Eine Detektei aus Hessen übernahm für Supermärkte die Überwachung der Verkaufsräume und setzte hierfür keine Arbeitnehmer ein, sondern (nach ihrer Ansicht) selbständige Detektive, die ihre Leistungen stundenweise abrechneten und für die keine Sozialabgaben abgeführt wurden. Nach einer Betriebsprüfung verlangte die DRV insgesamt 65.000 EUR an Kranken-, Pflege-, Renten und Arbeitslosenversicherungsbeiträgen. Der Inhaber wehrte sich gegen den Bescheid mit dem Argument, dass er die Aufträge an die selbständigen Detektive weiterreiche und lediglich als Ansprechpartner zur Verfügung stünde. Diese Ansicht teilte weder das Sozialgericht noch das Landessozialgericht in der Berufungsinstanz. 

Da formal offenbar kein Arbeitsverhältnis vorlag, musste die Natur des Dienstvertrags durch eine Wertung des Gerichts erfolgen. Zur Abgrenzung werden dabei unterschiedliche Gesichtspunkte herangezogen, die im Wesentlichen auf den Grad der Eingliederung in den Betrieb oder den Grad der wirtschaftlichen Abhängigkeit des Beschäftigten abstellen. Anhand der Kriterien wird dann bewertet, ob ein Beschäftigter Arbeitnehmer (dann sozialversicherungspflichtig) oder ein freier Mitarbeiter (dann nicht sozialversicherungspflichtig) ist. 

Vorliegend sprach nach den bekannt gegebenen Umständen alles für eine Eingliederung der Mitarbeiter in den Betrieb und damit für eine Arbeitnehmerstellung.
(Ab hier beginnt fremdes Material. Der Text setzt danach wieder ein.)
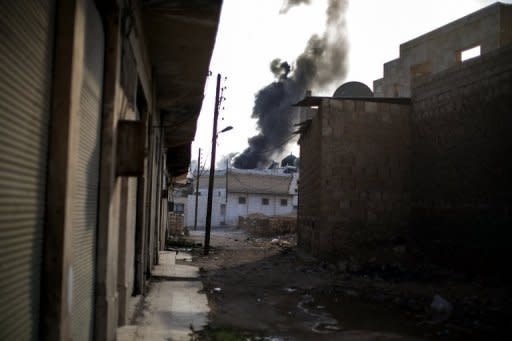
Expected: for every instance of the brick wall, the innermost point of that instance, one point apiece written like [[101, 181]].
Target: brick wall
[[462, 142], [355, 167]]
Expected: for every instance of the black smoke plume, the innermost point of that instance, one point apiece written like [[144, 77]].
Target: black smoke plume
[[322, 63]]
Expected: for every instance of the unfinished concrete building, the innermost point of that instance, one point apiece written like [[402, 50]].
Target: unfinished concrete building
[[425, 163], [476, 34]]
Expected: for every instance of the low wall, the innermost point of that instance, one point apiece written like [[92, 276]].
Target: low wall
[[264, 226]]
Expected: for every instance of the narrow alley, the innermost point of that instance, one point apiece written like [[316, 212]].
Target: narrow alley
[[264, 288]]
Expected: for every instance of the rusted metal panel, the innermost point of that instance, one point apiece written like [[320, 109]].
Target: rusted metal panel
[[26, 45], [130, 148]]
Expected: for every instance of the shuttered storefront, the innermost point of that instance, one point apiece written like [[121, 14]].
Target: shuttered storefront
[[85, 196], [26, 44]]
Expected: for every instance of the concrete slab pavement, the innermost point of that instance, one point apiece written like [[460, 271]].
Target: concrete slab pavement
[[174, 306]]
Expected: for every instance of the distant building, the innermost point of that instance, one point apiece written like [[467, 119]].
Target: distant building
[[238, 192]]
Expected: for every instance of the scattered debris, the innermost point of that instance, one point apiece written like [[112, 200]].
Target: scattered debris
[[441, 309]]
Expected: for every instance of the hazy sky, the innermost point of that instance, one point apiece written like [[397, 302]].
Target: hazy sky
[[253, 32]]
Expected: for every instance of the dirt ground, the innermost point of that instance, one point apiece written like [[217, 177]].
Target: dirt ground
[[265, 289]]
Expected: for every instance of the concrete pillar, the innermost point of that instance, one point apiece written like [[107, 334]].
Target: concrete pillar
[[109, 191], [63, 149]]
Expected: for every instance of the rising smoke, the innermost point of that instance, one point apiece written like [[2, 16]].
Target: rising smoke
[[322, 63]]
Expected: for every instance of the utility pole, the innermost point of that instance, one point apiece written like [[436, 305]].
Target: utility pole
[[212, 170], [227, 170], [197, 186]]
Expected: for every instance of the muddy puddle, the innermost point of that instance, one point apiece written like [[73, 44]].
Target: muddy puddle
[[294, 314]]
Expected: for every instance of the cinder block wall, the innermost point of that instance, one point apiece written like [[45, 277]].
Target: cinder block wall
[[354, 187], [462, 165]]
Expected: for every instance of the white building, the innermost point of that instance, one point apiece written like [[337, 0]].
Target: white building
[[239, 192]]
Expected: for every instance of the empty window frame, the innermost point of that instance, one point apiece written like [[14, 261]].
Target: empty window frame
[[470, 53]]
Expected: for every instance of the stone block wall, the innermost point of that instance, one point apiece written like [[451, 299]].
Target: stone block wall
[[440, 49], [462, 166], [355, 172], [310, 189]]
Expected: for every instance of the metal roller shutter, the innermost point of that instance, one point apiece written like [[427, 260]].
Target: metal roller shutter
[[85, 197], [26, 44]]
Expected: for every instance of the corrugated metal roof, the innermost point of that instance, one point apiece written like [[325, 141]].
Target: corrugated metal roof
[[245, 182]]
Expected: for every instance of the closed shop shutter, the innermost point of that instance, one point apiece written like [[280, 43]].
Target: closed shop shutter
[[85, 196], [26, 44]]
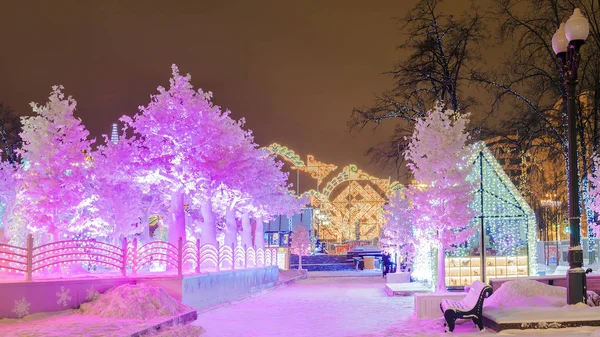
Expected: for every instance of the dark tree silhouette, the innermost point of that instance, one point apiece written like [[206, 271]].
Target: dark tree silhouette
[[10, 129], [441, 48]]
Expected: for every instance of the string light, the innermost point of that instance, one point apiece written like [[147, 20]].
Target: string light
[[509, 221]]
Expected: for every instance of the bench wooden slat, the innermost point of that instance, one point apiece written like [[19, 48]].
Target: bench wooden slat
[[469, 307]]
Die Detektei berechnete für den Einsatz gegenüber den Kunden einen Betrag von 15.50 EUR/Stunde, während lediglich zwischen 8,00 EUR und 11,50 EUR an die Detektive gezahlt wurden. Außerdem traten die Detektive nach außen hin im Namen der Detektei auf und waren den Weisungen der Detektei unterworfen.
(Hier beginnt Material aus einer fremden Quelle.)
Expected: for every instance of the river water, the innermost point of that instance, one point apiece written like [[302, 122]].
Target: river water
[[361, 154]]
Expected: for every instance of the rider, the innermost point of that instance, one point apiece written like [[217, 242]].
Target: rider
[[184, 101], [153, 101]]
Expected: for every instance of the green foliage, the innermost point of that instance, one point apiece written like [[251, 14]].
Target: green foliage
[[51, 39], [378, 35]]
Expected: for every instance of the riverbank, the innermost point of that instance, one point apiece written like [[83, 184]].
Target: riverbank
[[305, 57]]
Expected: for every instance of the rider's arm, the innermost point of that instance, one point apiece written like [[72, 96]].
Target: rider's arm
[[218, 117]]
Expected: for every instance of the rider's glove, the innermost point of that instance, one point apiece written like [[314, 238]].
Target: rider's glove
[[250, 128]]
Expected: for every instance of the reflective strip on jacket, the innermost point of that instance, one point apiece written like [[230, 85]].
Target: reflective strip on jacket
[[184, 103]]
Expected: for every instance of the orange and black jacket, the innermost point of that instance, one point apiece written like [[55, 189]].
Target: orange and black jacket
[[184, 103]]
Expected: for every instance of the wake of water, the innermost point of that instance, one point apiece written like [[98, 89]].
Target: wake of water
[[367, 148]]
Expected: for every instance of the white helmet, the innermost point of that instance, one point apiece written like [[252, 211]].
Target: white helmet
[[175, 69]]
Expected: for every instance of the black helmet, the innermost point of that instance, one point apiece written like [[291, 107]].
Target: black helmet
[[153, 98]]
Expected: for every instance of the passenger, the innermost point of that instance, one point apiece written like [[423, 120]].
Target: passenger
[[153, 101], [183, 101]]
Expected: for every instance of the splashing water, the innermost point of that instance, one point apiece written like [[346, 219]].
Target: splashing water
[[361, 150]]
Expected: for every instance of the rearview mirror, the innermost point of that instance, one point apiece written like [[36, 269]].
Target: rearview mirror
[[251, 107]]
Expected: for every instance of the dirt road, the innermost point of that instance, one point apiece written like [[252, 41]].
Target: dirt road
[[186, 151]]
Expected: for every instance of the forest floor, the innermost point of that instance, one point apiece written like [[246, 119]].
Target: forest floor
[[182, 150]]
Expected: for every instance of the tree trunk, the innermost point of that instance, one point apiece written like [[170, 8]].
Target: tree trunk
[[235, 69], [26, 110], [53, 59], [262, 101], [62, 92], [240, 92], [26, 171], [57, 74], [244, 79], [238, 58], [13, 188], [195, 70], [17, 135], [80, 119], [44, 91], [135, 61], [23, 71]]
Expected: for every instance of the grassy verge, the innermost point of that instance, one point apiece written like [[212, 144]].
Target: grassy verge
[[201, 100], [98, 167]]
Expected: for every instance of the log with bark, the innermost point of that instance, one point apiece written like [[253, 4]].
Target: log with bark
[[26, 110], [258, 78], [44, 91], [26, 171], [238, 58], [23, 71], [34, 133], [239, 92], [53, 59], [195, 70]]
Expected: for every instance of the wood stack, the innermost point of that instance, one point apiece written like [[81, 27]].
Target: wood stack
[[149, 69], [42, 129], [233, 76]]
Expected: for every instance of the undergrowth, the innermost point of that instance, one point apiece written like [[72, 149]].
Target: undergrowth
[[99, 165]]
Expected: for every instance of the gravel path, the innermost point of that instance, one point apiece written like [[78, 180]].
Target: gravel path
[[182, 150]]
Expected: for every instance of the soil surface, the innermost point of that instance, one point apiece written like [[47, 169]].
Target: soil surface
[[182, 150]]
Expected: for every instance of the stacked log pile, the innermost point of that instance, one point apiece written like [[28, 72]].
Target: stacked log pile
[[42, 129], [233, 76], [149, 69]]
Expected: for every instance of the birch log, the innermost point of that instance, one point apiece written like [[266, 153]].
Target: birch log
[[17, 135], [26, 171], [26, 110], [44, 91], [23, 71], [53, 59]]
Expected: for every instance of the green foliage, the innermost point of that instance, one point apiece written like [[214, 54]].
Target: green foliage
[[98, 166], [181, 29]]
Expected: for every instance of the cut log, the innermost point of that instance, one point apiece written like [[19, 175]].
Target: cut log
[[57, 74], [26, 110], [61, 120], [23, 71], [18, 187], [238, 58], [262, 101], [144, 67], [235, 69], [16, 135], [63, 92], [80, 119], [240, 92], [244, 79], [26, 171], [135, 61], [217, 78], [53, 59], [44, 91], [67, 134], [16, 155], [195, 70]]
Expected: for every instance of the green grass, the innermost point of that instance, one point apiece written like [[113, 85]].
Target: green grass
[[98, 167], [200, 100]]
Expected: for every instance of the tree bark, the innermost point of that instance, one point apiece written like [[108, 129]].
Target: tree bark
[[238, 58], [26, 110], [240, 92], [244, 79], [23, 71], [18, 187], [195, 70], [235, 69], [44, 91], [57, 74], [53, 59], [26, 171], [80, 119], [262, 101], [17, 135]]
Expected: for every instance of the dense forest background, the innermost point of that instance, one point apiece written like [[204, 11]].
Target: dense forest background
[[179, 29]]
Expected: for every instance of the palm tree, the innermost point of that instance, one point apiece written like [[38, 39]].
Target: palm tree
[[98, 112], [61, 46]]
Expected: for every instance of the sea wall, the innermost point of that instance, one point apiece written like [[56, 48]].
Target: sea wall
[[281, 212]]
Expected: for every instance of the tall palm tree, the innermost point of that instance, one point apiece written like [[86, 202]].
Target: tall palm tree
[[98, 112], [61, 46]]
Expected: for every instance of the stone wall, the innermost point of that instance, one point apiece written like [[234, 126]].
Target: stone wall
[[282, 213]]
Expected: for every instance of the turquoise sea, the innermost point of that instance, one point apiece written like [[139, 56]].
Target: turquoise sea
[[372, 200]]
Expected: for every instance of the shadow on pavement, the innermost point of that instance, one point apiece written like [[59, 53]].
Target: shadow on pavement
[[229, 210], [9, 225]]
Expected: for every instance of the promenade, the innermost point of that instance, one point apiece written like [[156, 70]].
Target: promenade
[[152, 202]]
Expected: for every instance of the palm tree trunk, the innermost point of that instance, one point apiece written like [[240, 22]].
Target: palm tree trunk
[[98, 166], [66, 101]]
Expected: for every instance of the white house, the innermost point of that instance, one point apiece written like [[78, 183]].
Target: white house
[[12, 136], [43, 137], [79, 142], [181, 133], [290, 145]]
Der vorliegende Fall ist in gewisser Hinsicht symptomatisch. Angesichts der dargestellten Struktur des Betriebs war naheliegend, dass die Beschäftigten als Arbeitnehmer eingestuft werden würden. Die nach Außen kommunizierte anderweitige Einordnung diente lediglich dazu, dem Arbeitgeber den Arbeitgeberanteil an den Sozialabgaben zu zahlen, die dann (teilweise) von den Arbeitnehmern aus ihrer Vergütung beglichen werden mussten. 

Unabhängig davon, ob dies konkret strafrechtliche Konsequenzen hat – es wird nicht immer konsequent verfolgt – erfolgt eine Sanktionierung jedoch auf monetärer Ebene. Grundsätzlich ist der Arbeitgeber verpflichtet, die Arbeitnehmer- und Arbeitgeberanteile abzuführen, kann dafür aber die Arbeitnehmeranteile vom Lohn/Gehalt abziehen und muss nur das Nettogehalt auszahlen. Faktisch hat er jedoch Lohn/Gehalt vollständig ausgezahlt, wovon der Arbeitnehmer die von ihm als vermeintlich Selbständigen geschuldeten Abgaben gezahlt hat. 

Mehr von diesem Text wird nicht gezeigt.